US real estate yields are usually far higher than dividend yields.
9/ Mortgage debt pay down: your tenant can be giving you a DOUBLE return if you bought your property right. Paying your debt + extra income in hand.

S/he is paying your mortgage down (paying bank's interest & reducing mortgage owed). What you see is your equity growing.
10/ Depreciation & other tax benefits: if you earned $100k in real estate, one friend earned $100 trading stocks and another friend $100k in a salary — you would have more money left over after taxes.

Real estate is the MOST tax efficient asset available.
11/ Negotiations: you can't negotiate a higher selling price or lower purchasing price when buying an index fund.

In real estate you bet your bottom dollar, it's all about negotiating. if you're good at it, you could earn another 10% just for talking the talk.
12/ Case scenario. Let's assume you bought some real estate worth $500,000 and did it with a mortgage of 80% LTV. Your initial investment is $100,000.

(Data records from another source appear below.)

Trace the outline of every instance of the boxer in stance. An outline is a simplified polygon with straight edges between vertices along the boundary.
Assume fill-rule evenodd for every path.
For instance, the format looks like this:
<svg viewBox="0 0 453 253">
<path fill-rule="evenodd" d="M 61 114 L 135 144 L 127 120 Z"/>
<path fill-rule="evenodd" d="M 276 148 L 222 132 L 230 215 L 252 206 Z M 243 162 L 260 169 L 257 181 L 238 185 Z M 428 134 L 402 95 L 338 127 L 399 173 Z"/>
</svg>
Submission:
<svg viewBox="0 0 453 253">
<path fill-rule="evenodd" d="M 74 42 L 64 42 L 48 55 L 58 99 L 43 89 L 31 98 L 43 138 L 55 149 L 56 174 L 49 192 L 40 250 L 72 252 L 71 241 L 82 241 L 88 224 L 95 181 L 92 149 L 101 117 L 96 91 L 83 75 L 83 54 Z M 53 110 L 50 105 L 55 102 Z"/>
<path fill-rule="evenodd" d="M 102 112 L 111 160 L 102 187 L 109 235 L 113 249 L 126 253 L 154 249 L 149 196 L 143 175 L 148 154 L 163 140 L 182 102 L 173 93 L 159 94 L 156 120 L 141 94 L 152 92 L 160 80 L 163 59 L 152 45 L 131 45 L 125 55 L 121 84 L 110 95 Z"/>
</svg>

If this real estate goes up 3.5% per annum and pays you only $500 per month in net cash flow. What is your return on investment?
13/ Doesn't sound amazing until you sit down and do the figures.

$17,500 profit in price appreciation
$6,000 profit in net cash flow
$7,500 increase in equity via debt paydown
$??? in depreciation & tax incentives
14/ So that is $31,000 in annual profit on your initial investment of $100,000.

You're looking at least 31% IRR (internal rate of return). Now imagine, you renovate this property by investing your cash flow and increase its valuation by 15% or more.
15/ A 15% gain on $500,000 is another $75,000 of the gross profit (net profit would be smaller since you invested your cash flow to buy materials, pay contractor, etc).

Now imagine you negotiate another extra 7.5% as you deal with potential buyers, who end up overpaying.
16/ You can make a 30%-60% return on positive cash flowing real estate, in a great location, bought as a "great deal" for a great entry price, that can be renovated and eventually exit with skillful negotiating.

Meanwhile, stock index investors are hoping for another 9% return.
17/ I know people are rolling their eyes, not believing the kind of returns I post & achieve. When you break it down & show just how powerful real estate really is & you see 6 wealth-building generators, while stocks only have 2 (and you get sky high volatility to go with it).
18/ If I was starting out again and wanted to achieve the fasted route to millionaire status — I would do real estate for sure.

Forget the extreme frugality, FIRE and 40-year passive indexing. You're losing time & leaving money on the table for guys like me!